Wednesday, April 2, 2014

Unexploitably Exploitative: How to (Out)Think Like a Fish

When poker players discuss game theory, two fundamental styles of play are generally considered, exploitative play and GTO play.  When playing exploitatively, you identify a known leak of your opponent and then make decisions that extract the maximum possible value of your opponent given that leak.  When playing GTO you ignore your opponent's strategy completely and you make perfectly balanced decisions that prevent a perfect opponent from exploiting you.

In practice, both of these approaches have significant drawbacks.  Even fish are rarely bad enough to not catch on and adapt to maximally exploitative play, and determining maximally exploitative play requires knowing every detail of your opponent's strategy which is practically impossible in real life.  While GTO play performs well against fish as I show in this post, it will generally leave money on the table by ignoring opportunities to attack our opponent's specific known weaknesses.
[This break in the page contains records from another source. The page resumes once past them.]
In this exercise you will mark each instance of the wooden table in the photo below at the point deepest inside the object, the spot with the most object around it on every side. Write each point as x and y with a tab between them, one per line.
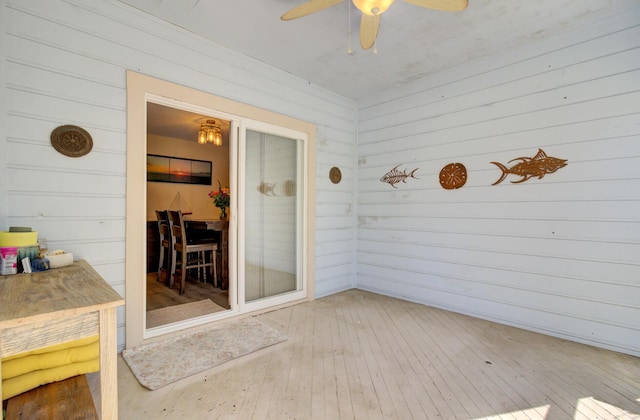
59	305
223	227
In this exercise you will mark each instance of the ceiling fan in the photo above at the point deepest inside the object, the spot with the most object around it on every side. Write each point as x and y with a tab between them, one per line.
371	11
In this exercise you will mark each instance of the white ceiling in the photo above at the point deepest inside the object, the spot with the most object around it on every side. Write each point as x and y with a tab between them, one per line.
413	42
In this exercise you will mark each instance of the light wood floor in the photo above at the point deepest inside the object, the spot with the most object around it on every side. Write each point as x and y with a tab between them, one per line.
358	355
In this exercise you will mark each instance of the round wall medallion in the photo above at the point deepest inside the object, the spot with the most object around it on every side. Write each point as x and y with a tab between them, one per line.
335	175
71	140
453	176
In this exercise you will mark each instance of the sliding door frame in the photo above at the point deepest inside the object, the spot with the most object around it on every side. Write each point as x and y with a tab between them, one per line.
139	88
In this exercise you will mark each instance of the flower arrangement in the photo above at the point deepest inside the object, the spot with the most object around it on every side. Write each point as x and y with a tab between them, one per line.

In this post I'm going to discuss the concept of Unexploitably Exploitative (UE) strategies as an in-between option that retains most of the desirable properties of GTO play, while still allowing us to systematically attack specific leaks in our opponent's play.  I'm in the process of adding the ability to calculate UE strategies to GTORangeBuilder as the techniques for actually computing these strategies are identical to those for solving for GTO play.

Game Theory and Imperfect Play


When playing an actual poker session, most people have a generally solid strategy that they start with (ideally this would be GTO).  Then as they identify weakness in their opponents, they make relatively small adjustments that take advantage of these weaknesses, rather than transforming their entire strategy into a maximally exploitative line.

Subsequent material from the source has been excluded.